İzmir'in Karaburun'un ilçesinin kıl keçisi yetiştiriciliği ile ünlü 450 yıllık Yayla Mahallesi'nde 1955 yılında heyelan meydana geldi. Ardından, Mülga Toprak ve İskan Genel Müdürlüğü'nce heyelan durum raporu hazırlandı. Toprak kaymasının durdurulmasının mümkün olmadığı belirtilen rapor üzerine Yayla, Bakanlar Kurulu kararı ile 'Afet bölgesi' ilan edildi. Bölgede yaşayanların Maliye Hazinesi mülkü olan Karareis Mahallesi'ne taşınması için 'Yer Seçimi Protokolü' düzenlendi. Ancak o dönem mahallenin taşınması için herhangi bir işlem yapılmadı. 1983'te, Afet İşleri Genel Müdürlüğü'nce yeni bir inceleme yapıldı. Hazırlanan tarama etüt raporunda, heyelanın aktivitesini kaybettiği, mahallede genel hayatı etkileyecek bir heyelanın meydana gelmeyeceği belirtildi.
AFAD TESPIT ETTI
Yayla Mahallesi için 36 yılın ardından Afet ve Acil Durum Yönetimi Başkanlığı (AFAD) tarafından yeniden bir jeolojik etüt raporu hazırlandı. Raporda 'Afete maruz bölge' değerlendirmesi yer alınca, Yayla heyelan riski olduğu gerekçesiyle Cumhurbaşkanlığı kararnamesiyle geçen 14 Ocak'ta yeniden 'Afet bölgesi' ilan edildi. 450 yıllık geçmişe sahip olan ve şimdi kaldırılması istenen mahallede yaşayanlar ise şaşkın ve endişeli.
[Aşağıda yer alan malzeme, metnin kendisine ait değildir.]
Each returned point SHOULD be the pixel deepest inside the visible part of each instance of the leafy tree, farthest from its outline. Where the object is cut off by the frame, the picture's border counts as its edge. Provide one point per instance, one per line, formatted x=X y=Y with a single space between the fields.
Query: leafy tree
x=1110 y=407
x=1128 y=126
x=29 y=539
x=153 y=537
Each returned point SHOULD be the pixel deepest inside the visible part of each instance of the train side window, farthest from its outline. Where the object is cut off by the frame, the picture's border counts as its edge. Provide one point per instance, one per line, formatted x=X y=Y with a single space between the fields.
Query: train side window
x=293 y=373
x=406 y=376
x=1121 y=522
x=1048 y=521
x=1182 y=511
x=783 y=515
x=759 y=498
Muhtarlık binası, cami ve kahvehanenin bulunduğu küçük bir bölge hariç tüm mahallenin 'Afete maruz bölge' olarak görüldüğünü ancak burada çalışma yapan kimseyi görmediklerini söyleyen mahalle sakinleri, olası bir tahliye durumunda ne yapacaklarını bilemediklerini belirterek, yaşadıkları endişeleri aktardı.
GITMEK ISTEMIYORUZ
Yayla'da doğup büyüyen Meliha Koşar (85), "Buranın taşınma ihtimali var. Mahallemize dokunmasınlar, bizim rahatımız iyi. İnsanlar buradan nereye gitsin? Gitmek istemiyorum" dedi. Mustafa Doymaz (60), "Burası afet bölgesi olan edilmiş, taşınması gerekiyormuş ama nereye? Kimse bir şey söylemiyor. Öylece bekliyoruz" diye konuştu. Yaklaşık 100 kişinin yaşadığı mahallenin Muhtarı İsa Arıcı (60), "Şimdi ne olacağını bilemiyoruz. Tebligat gelir de 'Evlerinizi boşaltın' derlerse, ne yapacağımızı bilmiyoruz. İnsanlar çok tedirgin. AFAD'a başvuruda bulunduk. Gelip burada inceleme yapmalarını istedik" dedi. Hülya Kuş ise , "Hiç kimse evini terk etmek istemiyor. Köyümüz çok güzel. Biz buradan çıkmak istemiyoruz. Evleri kendi ellerimizle yaptık" derken Necla Arıcı, "Bizim malımız mülkümüz, arazilerimiz ne olacak? Arazi versinler, evlerimizi de yapsınlar, o zaman tamam. Mahalleyi kaldırsınlar" diye konuştu.